KUSD unveils draft generative‑AI policy emphasizing '80/20' human oversight
Summary
District staff previewed a generative‑AI policy and instructional website recommending controlled, instructional use of tools in Google Workspace, an "80/20" rule that keeps humans in control, and guidance on data privacy and detection tools for academic integrity.
Kenosha Unified School District staff presented a draft generative‑AI policy and an accompanying AI resources website in a public committee meeting, emphasizing instructional opportunities while limiting data risks and misuse.
A short video launched the discussion and framed the district's approach around three goals: make teaching more efficient, spark innovation, and ‘‘use it to genuinely support student learning.’’ The video included a principle that staff repeated during the committee: "AI should be used to complement, not replace quality teaching." The presentation also promoted an "80/20" guideline for classroom use — allow AI to do the heavy lifting for background research or initial drafts (the 80%), with the teacher or student supplying the final 20% of critical thinking and evaluation.
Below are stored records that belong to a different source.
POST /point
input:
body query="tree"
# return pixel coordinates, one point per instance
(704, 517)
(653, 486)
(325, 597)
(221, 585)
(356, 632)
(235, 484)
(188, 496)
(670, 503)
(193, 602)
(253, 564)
Christina O'Regan and Chris Keckler described practical parts of the proposal: recommended district tools (Google Gemini, Gemini Gems and NotebookLM) that run inside the district Google Workspace to protect data, and prompt‑engineering practices that ask staff to identify role, objective, audience, style and timeline when generating outputs. O'Regan demonstrated that tools hosted inside the district domain are not used to train external models and that the district can audit prompts and outputs via its Vault capabilities.
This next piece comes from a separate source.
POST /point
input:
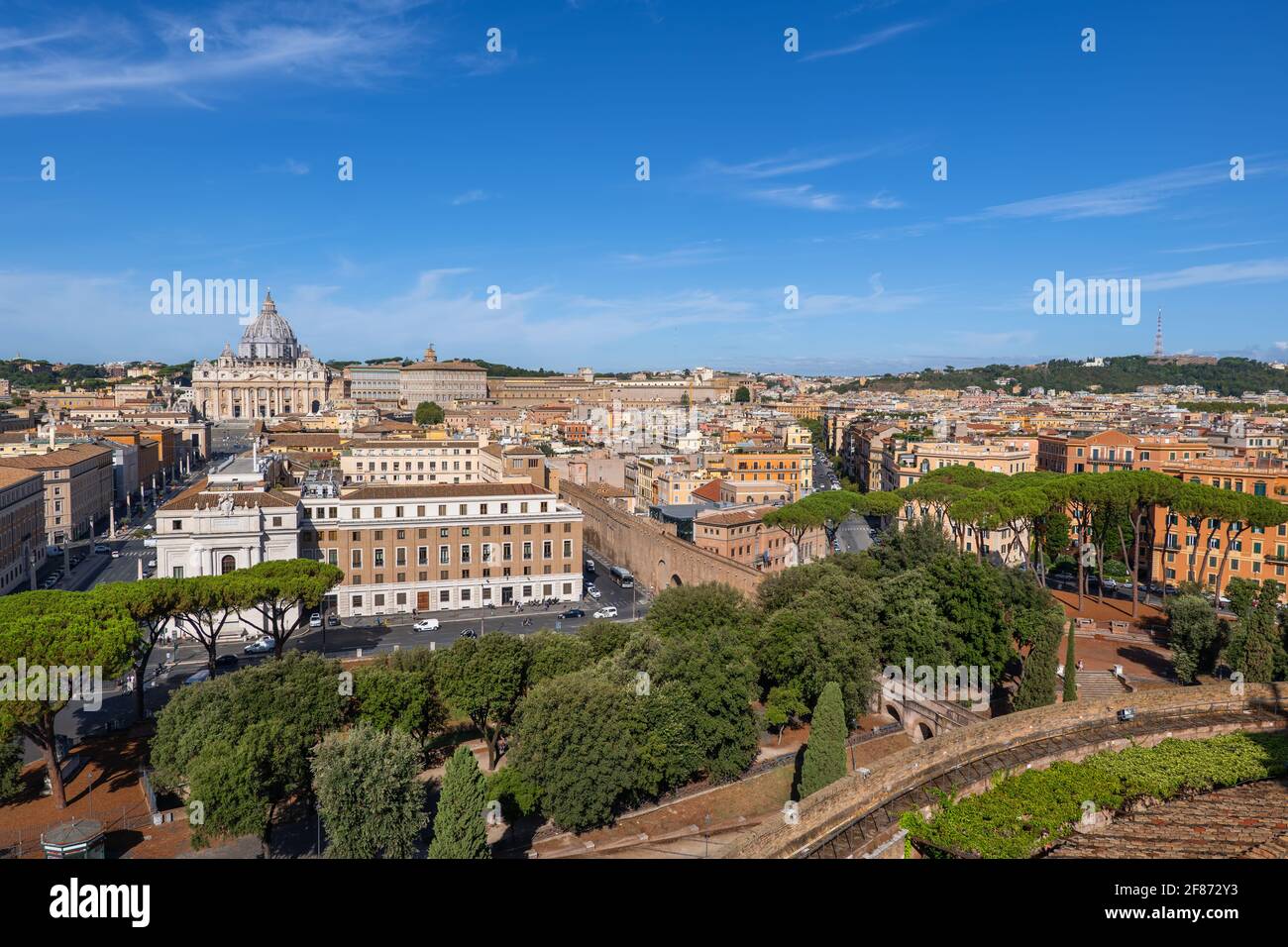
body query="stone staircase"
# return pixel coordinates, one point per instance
(1099, 684)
On academic integrity, staff noted that AI‑detection and classroom‑management tools (Turnitin, Class Companion, and district versions of GoGuardian/Class Tools) can flag suspicious activity but that teacher judgment and assignment design remain the primary defenses against misuse. "It's only as good as the information that it's working with and that 1 of the very first stats that it gave that 66%... was from a 2024 study," staff said when explaining how the video used cited research and why transparency on sources matters.
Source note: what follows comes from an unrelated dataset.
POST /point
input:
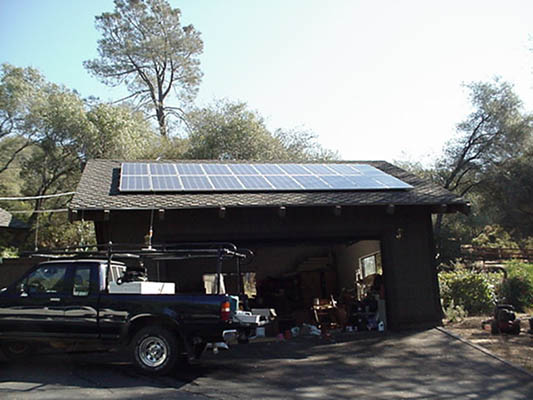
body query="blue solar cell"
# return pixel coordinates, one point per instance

Committee questions focused on student data protection, intellectual property for teacher materials, equity of access (how students with restricted internet or device limits will participate), and whether exemption review teams should include currently practicing classroom teachers. Staff said the policy covers both staff and student use in a single document to avoid duplication and pointed to an instructional website and training resources for rollout.
Next steps: staff asked for feedback from committee members and indicated the policy will return to the board for first and second readings with supporting resources and professional learning plans attached.